Parenting doesn't come with a handbook. It's all on-the-job training. But the same is true for kids trying to grow into adults. No guidelines, just lots of unwritten rules that restrict who our children think they want to be. Ultimately, both parties want the same outcome: the kids' independence. Parents just tend to want to attach a couple of modifiers to that: responsible, successful independence.
There are subplots in every family drama, hurdles that must be overcome before our goals are met. Some of those hurdles we set up for ourselves. Often our good intentions, hopes and desires sabotage our parenting program. Sometimes we'd rather be the good parent than engage in good parenting. And sometimes our kids are right. We just don't understand what they're going through.
Parenting isn't just a job; it's a lifelong commitment. And when you're caught up in the day-in, day-out adventures of raising kids for around two decades, it's easy to fall into habitual behavior.
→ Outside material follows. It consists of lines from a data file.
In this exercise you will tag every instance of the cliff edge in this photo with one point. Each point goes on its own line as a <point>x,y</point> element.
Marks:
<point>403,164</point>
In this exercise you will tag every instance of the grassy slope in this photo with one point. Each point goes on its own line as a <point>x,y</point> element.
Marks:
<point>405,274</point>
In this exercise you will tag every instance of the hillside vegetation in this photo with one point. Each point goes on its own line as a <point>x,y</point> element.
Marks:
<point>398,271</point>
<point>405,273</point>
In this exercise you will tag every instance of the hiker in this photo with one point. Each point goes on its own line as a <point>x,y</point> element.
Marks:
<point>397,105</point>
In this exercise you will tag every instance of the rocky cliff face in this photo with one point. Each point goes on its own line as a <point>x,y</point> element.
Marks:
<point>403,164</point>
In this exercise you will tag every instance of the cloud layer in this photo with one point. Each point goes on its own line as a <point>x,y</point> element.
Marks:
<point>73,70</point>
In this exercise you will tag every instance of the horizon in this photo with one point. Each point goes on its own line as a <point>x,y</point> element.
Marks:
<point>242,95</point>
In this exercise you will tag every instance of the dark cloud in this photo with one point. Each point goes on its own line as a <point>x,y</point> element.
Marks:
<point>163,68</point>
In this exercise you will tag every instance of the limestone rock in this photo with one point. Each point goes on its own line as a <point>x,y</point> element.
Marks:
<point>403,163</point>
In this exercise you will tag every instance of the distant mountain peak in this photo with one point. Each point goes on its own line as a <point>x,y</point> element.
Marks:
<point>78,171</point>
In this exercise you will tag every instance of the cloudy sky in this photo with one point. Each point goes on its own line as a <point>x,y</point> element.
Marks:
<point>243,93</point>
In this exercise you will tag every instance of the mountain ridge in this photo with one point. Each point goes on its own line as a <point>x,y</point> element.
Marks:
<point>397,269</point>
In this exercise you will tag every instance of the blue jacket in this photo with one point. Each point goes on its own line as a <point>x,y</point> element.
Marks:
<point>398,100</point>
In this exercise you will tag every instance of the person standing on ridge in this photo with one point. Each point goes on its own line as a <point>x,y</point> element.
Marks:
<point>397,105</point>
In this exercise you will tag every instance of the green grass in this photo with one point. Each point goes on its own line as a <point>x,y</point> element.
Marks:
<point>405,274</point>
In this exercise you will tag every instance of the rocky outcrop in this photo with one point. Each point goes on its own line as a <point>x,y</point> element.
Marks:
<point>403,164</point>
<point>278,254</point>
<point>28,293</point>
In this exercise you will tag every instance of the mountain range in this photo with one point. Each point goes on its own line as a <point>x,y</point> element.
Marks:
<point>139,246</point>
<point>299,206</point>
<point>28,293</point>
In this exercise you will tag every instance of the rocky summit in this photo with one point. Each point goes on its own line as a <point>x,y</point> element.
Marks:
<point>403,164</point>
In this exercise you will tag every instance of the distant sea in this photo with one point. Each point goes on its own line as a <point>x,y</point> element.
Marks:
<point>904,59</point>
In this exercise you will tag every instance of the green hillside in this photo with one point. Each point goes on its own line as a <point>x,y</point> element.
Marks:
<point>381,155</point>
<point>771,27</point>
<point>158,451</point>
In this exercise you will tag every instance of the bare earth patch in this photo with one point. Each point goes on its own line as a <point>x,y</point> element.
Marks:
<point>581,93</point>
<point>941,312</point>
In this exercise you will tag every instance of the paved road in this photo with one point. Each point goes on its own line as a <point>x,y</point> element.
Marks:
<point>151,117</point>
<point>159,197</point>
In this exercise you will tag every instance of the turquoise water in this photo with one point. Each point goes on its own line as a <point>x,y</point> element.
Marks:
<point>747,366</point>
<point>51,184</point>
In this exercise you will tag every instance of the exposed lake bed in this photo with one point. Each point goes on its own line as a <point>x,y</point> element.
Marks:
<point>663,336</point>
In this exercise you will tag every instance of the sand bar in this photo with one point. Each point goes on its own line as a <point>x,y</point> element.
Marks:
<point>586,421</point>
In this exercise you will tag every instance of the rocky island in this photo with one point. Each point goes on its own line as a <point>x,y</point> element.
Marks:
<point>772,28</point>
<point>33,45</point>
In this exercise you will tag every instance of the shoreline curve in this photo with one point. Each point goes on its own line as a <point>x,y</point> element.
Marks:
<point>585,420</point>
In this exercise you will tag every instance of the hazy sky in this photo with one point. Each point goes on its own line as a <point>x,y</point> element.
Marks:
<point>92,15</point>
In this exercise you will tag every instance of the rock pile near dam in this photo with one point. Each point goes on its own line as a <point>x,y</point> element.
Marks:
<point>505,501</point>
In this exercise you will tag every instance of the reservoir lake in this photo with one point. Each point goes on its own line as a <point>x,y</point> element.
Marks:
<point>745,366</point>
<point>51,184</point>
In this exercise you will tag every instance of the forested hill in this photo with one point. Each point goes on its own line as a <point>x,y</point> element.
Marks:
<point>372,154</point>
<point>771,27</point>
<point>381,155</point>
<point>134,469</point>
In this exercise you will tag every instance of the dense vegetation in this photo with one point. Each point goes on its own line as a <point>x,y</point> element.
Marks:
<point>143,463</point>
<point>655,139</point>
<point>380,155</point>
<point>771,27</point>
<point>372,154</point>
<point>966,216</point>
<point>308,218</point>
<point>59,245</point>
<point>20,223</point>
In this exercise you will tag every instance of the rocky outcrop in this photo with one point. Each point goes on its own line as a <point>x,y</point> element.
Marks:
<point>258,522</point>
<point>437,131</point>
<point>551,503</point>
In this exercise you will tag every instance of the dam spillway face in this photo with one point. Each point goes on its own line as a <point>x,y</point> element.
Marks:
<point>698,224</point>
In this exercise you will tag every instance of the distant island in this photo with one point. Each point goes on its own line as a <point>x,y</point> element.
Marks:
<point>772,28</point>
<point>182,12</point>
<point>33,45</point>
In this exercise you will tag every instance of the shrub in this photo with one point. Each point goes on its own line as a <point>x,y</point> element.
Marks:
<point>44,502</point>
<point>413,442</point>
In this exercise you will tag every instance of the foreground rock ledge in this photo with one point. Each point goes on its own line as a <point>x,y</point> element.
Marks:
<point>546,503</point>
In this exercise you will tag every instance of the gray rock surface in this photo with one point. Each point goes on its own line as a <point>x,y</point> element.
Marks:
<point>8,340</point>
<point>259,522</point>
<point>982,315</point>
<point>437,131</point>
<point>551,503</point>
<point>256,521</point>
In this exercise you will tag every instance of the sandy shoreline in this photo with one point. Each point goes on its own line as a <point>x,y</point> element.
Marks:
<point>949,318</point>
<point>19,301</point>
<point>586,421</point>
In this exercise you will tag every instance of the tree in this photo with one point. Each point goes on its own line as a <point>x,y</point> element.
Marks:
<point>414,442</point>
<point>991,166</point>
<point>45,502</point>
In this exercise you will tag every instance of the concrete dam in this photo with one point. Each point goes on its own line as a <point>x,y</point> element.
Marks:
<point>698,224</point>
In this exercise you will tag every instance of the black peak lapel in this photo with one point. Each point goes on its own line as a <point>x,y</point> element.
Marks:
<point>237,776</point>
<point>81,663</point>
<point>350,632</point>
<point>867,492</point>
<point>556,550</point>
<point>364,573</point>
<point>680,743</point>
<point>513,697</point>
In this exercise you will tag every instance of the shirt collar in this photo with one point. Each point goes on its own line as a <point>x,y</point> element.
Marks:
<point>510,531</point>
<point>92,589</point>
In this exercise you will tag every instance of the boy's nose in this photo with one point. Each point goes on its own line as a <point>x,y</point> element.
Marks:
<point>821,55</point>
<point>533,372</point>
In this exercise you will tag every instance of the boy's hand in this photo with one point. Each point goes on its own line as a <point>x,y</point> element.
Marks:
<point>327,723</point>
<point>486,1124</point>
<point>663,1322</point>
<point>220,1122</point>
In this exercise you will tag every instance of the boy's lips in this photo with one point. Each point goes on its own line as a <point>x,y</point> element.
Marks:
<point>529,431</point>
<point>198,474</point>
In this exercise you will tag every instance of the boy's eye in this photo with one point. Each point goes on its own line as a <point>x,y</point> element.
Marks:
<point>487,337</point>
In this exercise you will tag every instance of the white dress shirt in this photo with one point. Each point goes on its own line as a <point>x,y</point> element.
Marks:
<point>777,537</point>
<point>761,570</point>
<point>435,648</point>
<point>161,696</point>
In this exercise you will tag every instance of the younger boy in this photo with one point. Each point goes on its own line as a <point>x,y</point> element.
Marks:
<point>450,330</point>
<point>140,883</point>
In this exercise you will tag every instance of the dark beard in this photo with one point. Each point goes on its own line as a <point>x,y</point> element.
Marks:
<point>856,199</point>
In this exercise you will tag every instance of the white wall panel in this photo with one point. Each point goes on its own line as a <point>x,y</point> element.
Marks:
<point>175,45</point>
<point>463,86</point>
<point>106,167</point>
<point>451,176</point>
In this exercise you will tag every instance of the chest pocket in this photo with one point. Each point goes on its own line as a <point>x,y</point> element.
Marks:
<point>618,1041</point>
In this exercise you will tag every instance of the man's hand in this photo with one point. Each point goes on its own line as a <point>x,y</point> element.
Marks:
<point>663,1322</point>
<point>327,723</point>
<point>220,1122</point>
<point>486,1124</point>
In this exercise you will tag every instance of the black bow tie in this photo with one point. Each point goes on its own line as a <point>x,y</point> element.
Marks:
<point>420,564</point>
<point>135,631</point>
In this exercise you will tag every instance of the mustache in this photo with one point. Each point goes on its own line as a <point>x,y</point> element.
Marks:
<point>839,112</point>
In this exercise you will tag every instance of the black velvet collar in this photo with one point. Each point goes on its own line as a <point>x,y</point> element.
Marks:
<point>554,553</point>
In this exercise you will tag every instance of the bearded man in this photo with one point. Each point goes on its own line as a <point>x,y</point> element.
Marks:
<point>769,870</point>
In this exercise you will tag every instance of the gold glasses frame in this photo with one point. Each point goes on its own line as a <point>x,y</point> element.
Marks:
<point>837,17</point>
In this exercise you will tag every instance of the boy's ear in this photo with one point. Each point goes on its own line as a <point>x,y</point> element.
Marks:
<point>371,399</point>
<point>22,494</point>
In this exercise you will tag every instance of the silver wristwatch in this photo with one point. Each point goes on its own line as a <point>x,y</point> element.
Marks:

Unfortunately, some of those habits are counter-productive.
BRIBERY BLUES
Attempting to bribe your child into good behavior often has negative results. Food rewards can lead to unhealthy eating habits. Over time, bribery can get out of hand, with your child demanding ever-increasing rewards for doing what he or she is supposed to do anyway. It's better to catch your child being good and reward them for that than to try to buy his or her way out of bad behavior.
Not Following Through
Guiding children's behavior through rules and limits is a big part of parenting. At some point in their development, children will experiment with you to see just how serious you are about those boundaries.
That's why parents need to establish and clearly communicate the consequences of breaking those rules.